Türkiye İsrail’in yaptığını yapıyor. Daha doğrusu İsrail Türk devletinin yaptıklarını yapıyor. Türk devletine güveniyor. Geçen gün diyorlar işte. İsrail tünellere suyla dolduracakmış. Şimdi Türk devleti bunu yapıyor. Tümden kırarak güya tünelleri çökertmeye çalışıyor. Kimyasal gaz kullanıyor. Ondan sonra bilmem ne kimyasal şeydir gazıyla lastikleri yakıp tünellere pompalıyor. Şimdi İsrail onu yapıyor. Türkiye aslında şöyle diyor ya her gün İsrail yapıyor, katliam yapıyor. İsrail’in yaptığı soykırımdır. Böyle kabul etmek lazım, böyle değerlendirmek lazım. Evet ama bunu zaten Türk devleti yapıyor, kendisi yapıyor yani fazlasıyla yapıyor. İsrail Hamas savaşı çıkmadan önce Hakan Fidan ne dedi? Yerle bir edeceğiz bütün enerji altyapısını. Bu nedir? Altyapıyı yok edeceğim demek nedir? Yaşam imkanını ortadan kaldıracağım. Bunu sen söyledin. Şimdi İsrail soykırım yapıyor İsrail şöyle katliam yapıyor diyor bağırarak çağırarak. Kendi yaptıklarını üstünü örtmeye çalışıyor. Ama şu açık, inandırıcı olmuyor yani. Evet başka bir devlet, başka bir ülke söylese haklıdır ama Türk devleti hiç değil. Söylediklerinin hepsi kendisi yapıyor, fazlasını yapıyor. Rojavada ne kadar halk yaşıyor? 5 milyona yakın. New York’ta, Birleşmiş Milletler’de harita gösterdi. Bütün Rojava’yı silecek oradan. Ya sen yerinden söküp götürmek istiyorsun da bu soykırım değil mi? Sen bunu açık yapıyorsun ya.
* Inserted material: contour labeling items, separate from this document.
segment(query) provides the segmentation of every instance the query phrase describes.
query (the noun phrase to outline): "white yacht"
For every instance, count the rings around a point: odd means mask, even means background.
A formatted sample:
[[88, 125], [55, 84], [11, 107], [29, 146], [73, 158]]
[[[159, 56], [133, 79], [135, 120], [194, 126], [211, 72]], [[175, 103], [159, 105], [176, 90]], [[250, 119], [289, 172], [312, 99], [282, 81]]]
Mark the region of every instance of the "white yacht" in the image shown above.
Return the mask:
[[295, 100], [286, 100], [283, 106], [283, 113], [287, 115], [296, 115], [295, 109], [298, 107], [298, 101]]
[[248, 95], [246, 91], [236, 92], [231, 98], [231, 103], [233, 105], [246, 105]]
Türk devleti İsrail’in yaptıklarını yapıyor ya da İsrail Türk devletinin yaptıklarını yapıyor. Bu açıdan Türk devletinin insani değeri falan yok. Güya arabulucu olmak istedi bu esir takasında. Elimizde iki tane MİT’çi var. Bir gün sormuyor ya. Ya ben 10 tane hasta bırakayım, 15 tane hasta bırakayım sen de onu bırak demiyor. Kendi en önemli adamları. Bu bakımdan Türk devletinin bu İsrail ile yaptığı savaşta söylediklerinin hiçbirini ciddiye almamak lazım. O kendi maskesinin düşmesini önlemek için bağırıyor yavuz hırsız misali. İsrail her şeyi söylüyor. Evet halklar söylüyor zaten. Ama Türkiye’nin söylemesi kendi gerçeğini gizlemek içindir. Yoksa öyle şeyin Türkiye’nin İsrail’i, Gazze’yi, Hamas, Hamas’ı, şunu bunu düşündüğü yok. Türkiye’nin düşündüğü tek şey Kürtlere soykırımı yaratmaktır. Öyle bilmem Filistinlilerden yana, bilmem Araplardan yana değil. Günü gelsin Filistinlilere İsrail’den daha fazla düşmanlık yapar. Böyle bir devlettir ya, böyle bir gerçekliği var. İlkesi falan yoktur.